I want to remain that sort of hero forever.
The final page turns.
Plop. Plop.
Thick tears drop onto the paper—Director Kim’s, spilling only after he’s read the very last word.
“Before he left, my boy begged us again and again to keep every letter safe,” the elderly woman says, patting the time-worn notebook. “He must have wanted you to have them.”
Kim can’t answer; Rowoon gathers the faded envelopes for him. Some surely carry Ju Seung-wan’s handwriting.
This is more than enough, Rowoon thinks.
- The diary preserves the stolen drafts under Kim’s own name.
- The letters prove that laptop was never Seung-wan’s property—he only bought it on Kim’s behalf.
When the one “piece of evidence” your opponent clings to collapses, his entire story crumbles with it.
All that remains is how the director wishes to use these proofs.
Outside, giving Kim time to compose himself, Rowoon steps into the yard.
Kang Chaheon follows. “You really found that diary yourself?”
“Something like that.”
“So you’re not going to say how.”
Chaheon studies him as if he were some rare specimen. “You really aren’t the Lee Rowoon I used to know, are you?”
“Do you know how many times you’ve asked that?”
“Not a hundred yet.” Chaheon snorts. “That idiot’s brain could never spin like this. He’d be bragging all over SNS by now.”
He folds his arms. “Director says it was you who persuaded him.”
“Kind of.”
“When I heard that, I half-thought you were pushing him on purpose. I tagged along today to see what cards you had.”

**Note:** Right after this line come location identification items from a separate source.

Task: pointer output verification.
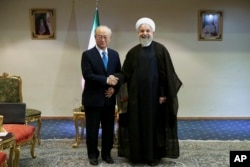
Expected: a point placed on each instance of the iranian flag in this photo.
(92, 43)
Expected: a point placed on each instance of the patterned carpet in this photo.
(59, 153)
(187, 129)
(203, 143)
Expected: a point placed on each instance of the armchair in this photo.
(11, 92)
(13, 115)
(3, 159)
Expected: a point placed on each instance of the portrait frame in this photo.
(43, 23)
(210, 25)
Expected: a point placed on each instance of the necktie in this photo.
(105, 59)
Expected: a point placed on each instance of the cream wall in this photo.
(215, 74)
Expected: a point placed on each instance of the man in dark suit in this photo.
(98, 97)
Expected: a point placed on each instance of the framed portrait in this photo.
(43, 23)
(210, 24)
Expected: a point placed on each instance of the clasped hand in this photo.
(112, 80)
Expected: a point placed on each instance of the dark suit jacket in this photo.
(95, 77)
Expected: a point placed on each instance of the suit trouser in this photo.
(96, 116)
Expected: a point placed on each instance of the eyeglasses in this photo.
(100, 37)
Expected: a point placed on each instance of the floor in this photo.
(187, 129)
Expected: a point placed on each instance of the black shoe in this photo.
(154, 163)
(109, 160)
(93, 161)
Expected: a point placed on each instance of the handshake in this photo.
(112, 80)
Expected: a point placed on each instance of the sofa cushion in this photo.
(22, 133)
(3, 158)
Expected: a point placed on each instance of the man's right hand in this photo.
(112, 80)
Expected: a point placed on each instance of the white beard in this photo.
(145, 41)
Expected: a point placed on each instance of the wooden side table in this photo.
(78, 117)
(8, 142)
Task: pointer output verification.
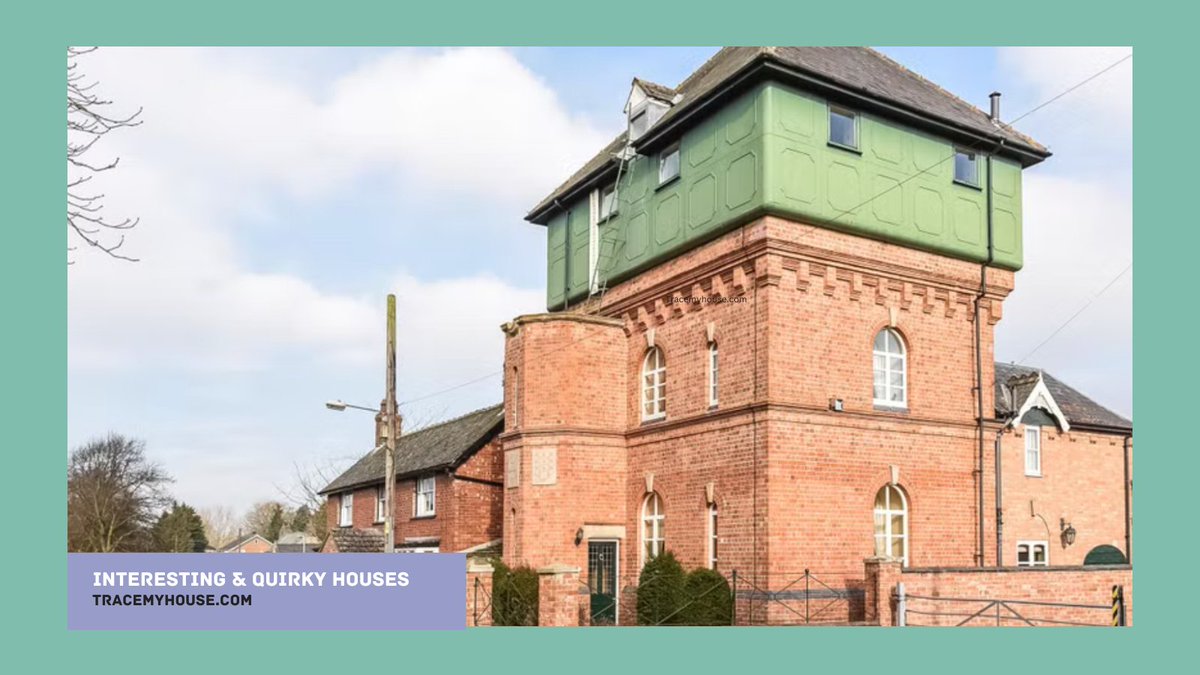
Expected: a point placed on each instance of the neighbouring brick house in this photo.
(252, 543)
(769, 344)
(448, 490)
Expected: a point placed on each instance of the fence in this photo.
(1009, 597)
(803, 598)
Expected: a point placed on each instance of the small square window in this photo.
(669, 165)
(966, 168)
(607, 201)
(1032, 554)
(843, 127)
(425, 496)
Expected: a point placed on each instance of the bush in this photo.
(514, 595)
(708, 597)
(660, 591)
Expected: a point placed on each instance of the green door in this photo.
(603, 581)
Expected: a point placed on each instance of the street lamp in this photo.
(340, 405)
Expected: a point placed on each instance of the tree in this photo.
(300, 519)
(88, 121)
(220, 525)
(660, 591)
(275, 524)
(179, 531)
(113, 494)
(263, 518)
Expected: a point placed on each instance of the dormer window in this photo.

“And? Satisfied with the show?”
“Now I want to know your next move.”
“That depends on the director. It’s his choice.”
“And if he decides to let it go?”
“Then that’s that. I’ll respect his choice.”
He would be lying if he said he’d feel no regret—but helping this far is already enough. He’s learned you don’t have to wait for someone else to rescue you.
Back inside, Kim clutches the diary to his chest.
“Thank you, Rowoon. Without you, I’d never have known he left these traces.”
He wipes his reddened nose. “I’m going to call that bastard. Once he knows what I have, he won’t dare act tough.”
Rowoon simply nods. The key piece is now on the board; how it’s played will be Kim’s decision.
【Current quest completion: 92 %】
The bar inches upward—still shy of the finish, but the end is finally in sight.